AWS AppSync: Getting started

How to create an AppSync API, add a schema, configure data sources and resolvers, and test using the AWS Management Console

Tamás Sallai

14 mins

Want to learn AWS serverless development? Click here

AWS AppSync is a managed GraphQL service integrated into the AWS cloud. It offers a graph-based way to query data and that offers several benefits over the REST model. On the other hand, it introduces a lot of new concepts that make this technology harder to adopt, not to mention the AWS-specific additions AppSync brings to the table.

In this article, we'll cover a simple GraphQL data model and how to deploy it with AppSync using the AWS Management Console. You'll learn about the important concepts of GraphQL (GraphQL schema, resolvers) and AppSync (Data sources), see how to create and configure the resources needed for the API, and we'll close with a detailed discussion on how each piece works to provide a response to GraphQL queries.

What is AWS AppSync

A first look at GraphQL and its AWS-managed implementation

Book

Building GraphQL APIs with AWS AppSync

How to design, implement, and deploy GraphQL-based APIs on the AWS cloud

The data model

As with every API, we first need to think about what kind of data we want to store and their relationships. In this example, we'll have users and every user can have a list of Todo items.

With this model, the API will offer queries to fetch all users and by id, then to query the Todo items for a given user. It will also allow creating new items for the users.

Step #1: Create the API

The first step is to go to the AppSync Console and create a new API. AWS offers several wizards and templates, but start from scratch instead. The only required argument is a name, which does not need to be unique in a region.

Authorization: API key vs IAM vs Cognito

AppSync provides several ways to setup authorization (who can call the API). Most tutorials use the API key approach, where you generate keys on the Console then send that key with every request. It's a good way to get started and start seeing responses, but it's not a permanent solution.

IAM authorization uses IAM entities (users or roles) and you can use policies attached to them to fine-tune access control.
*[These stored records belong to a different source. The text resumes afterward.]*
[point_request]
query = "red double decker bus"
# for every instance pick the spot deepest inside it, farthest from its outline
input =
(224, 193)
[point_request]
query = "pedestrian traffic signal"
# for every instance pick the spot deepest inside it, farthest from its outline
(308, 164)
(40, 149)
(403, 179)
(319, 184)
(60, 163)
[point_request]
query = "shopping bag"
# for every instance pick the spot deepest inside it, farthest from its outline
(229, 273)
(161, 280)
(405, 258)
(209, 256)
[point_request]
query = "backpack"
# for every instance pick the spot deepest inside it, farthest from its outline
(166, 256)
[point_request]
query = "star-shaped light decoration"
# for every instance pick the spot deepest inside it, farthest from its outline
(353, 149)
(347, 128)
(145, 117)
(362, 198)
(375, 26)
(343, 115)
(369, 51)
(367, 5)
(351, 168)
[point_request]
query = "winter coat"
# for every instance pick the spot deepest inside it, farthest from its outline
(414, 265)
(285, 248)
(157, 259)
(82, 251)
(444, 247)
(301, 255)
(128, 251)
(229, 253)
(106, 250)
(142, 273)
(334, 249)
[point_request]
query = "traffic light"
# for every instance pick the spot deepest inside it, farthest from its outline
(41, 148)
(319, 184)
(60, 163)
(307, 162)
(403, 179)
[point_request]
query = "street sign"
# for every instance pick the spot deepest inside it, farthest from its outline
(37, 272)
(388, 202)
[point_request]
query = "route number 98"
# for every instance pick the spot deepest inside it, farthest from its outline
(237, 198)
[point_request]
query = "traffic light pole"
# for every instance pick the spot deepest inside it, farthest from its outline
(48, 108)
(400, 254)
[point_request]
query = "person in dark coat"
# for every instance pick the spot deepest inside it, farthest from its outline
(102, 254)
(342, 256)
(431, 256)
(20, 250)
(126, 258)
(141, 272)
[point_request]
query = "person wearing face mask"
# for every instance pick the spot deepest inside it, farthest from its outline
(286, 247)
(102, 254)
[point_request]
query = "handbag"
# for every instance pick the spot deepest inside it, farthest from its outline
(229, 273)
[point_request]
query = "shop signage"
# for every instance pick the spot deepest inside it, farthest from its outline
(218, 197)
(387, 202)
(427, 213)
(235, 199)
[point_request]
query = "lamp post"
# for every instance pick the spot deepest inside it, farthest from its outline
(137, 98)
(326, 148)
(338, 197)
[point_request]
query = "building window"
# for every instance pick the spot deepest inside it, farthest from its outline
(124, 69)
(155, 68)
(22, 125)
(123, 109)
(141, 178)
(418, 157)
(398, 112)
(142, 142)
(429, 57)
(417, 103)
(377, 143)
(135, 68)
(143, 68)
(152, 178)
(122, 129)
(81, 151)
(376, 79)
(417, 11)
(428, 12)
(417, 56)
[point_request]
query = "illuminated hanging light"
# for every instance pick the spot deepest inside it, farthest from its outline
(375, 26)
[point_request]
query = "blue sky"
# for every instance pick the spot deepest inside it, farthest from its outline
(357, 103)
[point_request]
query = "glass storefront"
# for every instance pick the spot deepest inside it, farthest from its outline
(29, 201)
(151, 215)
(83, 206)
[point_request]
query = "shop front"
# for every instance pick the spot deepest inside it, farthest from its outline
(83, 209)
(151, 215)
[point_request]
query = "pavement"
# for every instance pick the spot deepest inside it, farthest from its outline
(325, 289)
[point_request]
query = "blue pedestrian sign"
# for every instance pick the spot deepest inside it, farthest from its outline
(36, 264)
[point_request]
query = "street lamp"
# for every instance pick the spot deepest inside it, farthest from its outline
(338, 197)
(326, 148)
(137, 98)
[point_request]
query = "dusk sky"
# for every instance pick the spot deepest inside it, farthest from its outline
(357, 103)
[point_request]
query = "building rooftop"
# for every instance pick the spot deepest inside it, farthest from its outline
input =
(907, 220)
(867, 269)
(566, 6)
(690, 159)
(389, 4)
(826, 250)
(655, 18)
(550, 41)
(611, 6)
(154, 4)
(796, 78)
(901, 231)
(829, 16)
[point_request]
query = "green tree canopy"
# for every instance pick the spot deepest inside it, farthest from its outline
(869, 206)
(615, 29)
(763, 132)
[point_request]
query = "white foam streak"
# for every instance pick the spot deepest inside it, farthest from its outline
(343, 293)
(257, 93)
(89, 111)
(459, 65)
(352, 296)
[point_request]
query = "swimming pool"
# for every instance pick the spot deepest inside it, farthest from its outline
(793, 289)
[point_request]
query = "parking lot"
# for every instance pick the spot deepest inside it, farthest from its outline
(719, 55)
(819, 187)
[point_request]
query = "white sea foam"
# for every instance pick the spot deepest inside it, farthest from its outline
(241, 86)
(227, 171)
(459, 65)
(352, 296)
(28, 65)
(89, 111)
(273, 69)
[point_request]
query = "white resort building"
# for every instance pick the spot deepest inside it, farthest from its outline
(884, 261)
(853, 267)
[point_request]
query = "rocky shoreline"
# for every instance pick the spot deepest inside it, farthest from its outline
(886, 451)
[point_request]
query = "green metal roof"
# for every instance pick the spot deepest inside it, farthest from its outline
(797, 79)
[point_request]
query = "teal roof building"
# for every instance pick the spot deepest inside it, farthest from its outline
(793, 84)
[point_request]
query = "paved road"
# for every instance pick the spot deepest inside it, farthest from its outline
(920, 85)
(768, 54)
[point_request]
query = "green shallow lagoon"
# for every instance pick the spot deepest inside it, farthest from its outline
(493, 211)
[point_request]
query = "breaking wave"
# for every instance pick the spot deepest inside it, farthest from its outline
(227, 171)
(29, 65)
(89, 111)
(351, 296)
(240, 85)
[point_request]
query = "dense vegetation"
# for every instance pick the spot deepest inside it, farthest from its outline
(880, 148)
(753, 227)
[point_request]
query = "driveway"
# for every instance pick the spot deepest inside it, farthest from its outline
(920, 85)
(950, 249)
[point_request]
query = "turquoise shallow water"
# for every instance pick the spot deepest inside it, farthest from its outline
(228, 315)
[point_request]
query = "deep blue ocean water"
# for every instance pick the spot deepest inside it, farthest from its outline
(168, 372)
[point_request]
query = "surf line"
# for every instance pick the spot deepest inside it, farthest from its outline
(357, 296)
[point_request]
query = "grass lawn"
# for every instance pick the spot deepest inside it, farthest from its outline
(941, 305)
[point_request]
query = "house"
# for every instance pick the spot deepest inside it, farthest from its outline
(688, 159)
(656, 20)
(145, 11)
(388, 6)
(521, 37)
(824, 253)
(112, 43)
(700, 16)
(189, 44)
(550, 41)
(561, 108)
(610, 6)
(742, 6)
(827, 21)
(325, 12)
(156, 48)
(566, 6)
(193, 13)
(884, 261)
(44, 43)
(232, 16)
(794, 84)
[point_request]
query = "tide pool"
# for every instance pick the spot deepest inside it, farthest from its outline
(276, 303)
It is good when the clients have AWS credentials (Access Key ID and Secret Access Key), which is the case when using the Management Console, but it's usually not the intended usage.

AWS IAM deep dive: How IAM users and groups work

How to give Console and programmatic access to the AWS account

Then Cognito authorization is the most versatile and it supports login to a website and sending requests to the API, a setup that most webapps follow. On the other hand, it requires setting up Cognito, which requires some work.
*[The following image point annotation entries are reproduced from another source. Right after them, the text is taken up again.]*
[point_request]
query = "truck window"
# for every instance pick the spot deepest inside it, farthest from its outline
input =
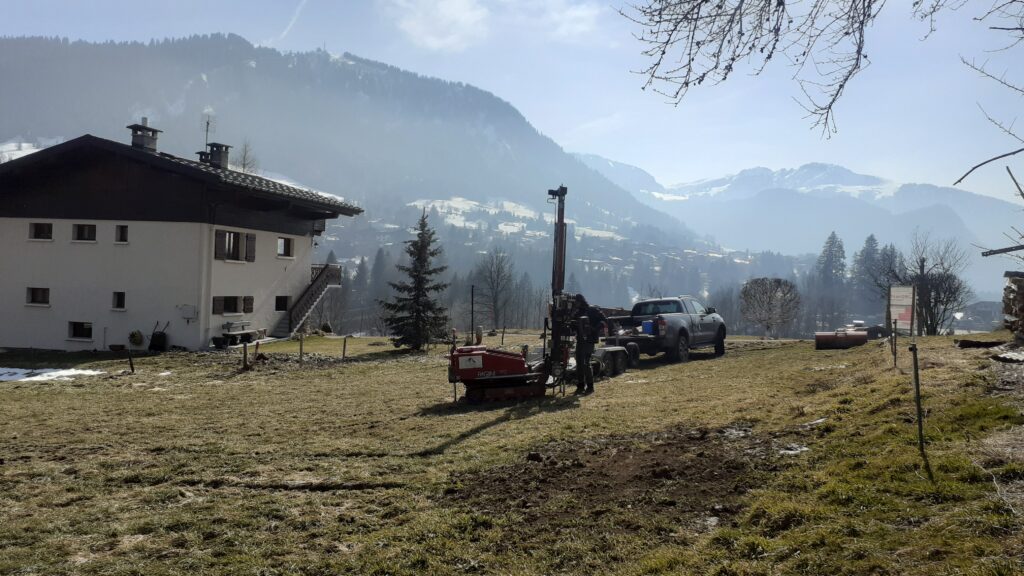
(656, 307)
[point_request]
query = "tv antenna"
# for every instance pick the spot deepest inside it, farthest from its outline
(208, 125)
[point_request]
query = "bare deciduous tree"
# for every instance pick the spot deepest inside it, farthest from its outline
(247, 161)
(934, 268)
(771, 302)
(693, 42)
(496, 273)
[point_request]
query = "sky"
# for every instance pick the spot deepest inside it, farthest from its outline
(569, 67)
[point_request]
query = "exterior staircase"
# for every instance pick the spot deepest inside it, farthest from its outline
(325, 277)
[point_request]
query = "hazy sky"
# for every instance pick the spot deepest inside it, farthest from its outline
(911, 116)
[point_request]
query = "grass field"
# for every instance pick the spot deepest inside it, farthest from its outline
(773, 459)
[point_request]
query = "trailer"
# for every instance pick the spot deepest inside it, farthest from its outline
(498, 374)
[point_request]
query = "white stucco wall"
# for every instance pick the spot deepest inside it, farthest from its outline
(164, 269)
(269, 276)
(159, 269)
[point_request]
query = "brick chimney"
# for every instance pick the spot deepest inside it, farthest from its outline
(218, 155)
(142, 136)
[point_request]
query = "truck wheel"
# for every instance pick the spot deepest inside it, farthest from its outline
(681, 352)
(619, 364)
(720, 343)
(633, 354)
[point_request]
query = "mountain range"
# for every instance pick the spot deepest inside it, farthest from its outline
(794, 210)
(397, 142)
(373, 133)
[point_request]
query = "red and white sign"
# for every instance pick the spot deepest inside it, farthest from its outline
(901, 306)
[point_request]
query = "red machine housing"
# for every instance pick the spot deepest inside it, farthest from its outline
(494, 374)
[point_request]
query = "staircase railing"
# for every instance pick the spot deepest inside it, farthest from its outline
(323, 276)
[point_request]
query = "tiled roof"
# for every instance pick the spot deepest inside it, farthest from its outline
(267, 186)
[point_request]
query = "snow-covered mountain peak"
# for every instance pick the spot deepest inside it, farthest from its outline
(817, 178)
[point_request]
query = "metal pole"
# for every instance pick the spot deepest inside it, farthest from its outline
(921, 413)
(895, 324)
(913, 313)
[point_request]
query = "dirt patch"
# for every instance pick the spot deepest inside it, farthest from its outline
(688, 479)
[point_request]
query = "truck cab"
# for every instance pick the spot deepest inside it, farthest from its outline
(673, 325)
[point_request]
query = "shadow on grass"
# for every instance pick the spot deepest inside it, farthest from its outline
(23, 358)
(662, 360)
(512, 411)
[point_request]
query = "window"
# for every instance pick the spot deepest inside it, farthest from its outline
(285, 247)
(41, 231)
(231, 304)
(226, 304)
(281, 303)
(81, 330)
(231, 246)
(84, 233)
(38, 296)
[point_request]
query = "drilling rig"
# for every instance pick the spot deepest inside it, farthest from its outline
(496, 374)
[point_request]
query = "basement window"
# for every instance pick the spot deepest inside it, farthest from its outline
(231, 305)
(38, 296)
(83, 233)
(41, 231)
(232, 246)
(80, 330)
(286, 247)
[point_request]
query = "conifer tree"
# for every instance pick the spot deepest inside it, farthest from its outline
(832, 284)
(414, 316)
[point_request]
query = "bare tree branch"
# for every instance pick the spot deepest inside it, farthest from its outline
(694, 42)
(979, 165)
(1009, 130)
(1016, 183)
(980, 69)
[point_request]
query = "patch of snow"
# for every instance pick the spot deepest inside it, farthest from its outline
(793, 450)
(42, 374)
(517, 210)
(12, 150)
(511, 228)
(669, 197)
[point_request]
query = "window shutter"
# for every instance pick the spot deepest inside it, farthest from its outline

How to add Cognito login to a website

How to use Cognito users and implement an OAuth 2.0 login flow in a webapp

In this tutorial, we'll use the Management Console, so choose IAM authorization for the API.

Step #2: Add the schema

The GraphQL schema defines what is possible with the API. It defines the object model, the queries, and the mutations (and in the case of AppSync, the subscriptions). This is a text document that you can copy-paste on the Schema page for the API:

type Mutation {
	addTodo(userId: ID!, name: String!): Todo!
}

type Query {
	user(id: ID): User
	allUsers: [User]
}

type Todo {
	name: String
	checked: Boolean
	user: User
}

type User {
	id: ID
	name: String
	todos: [Todo]
}

schema {
	query: Query
	mutation: Mutation
}

There are several important elements here. First the types are the nodes in the graph. We have Users and Todos.

The fields of the types are either scalars (Todo.name) or edges between the nodes (Todo.user). These fields define what data clients can query and how they can traverse the graph.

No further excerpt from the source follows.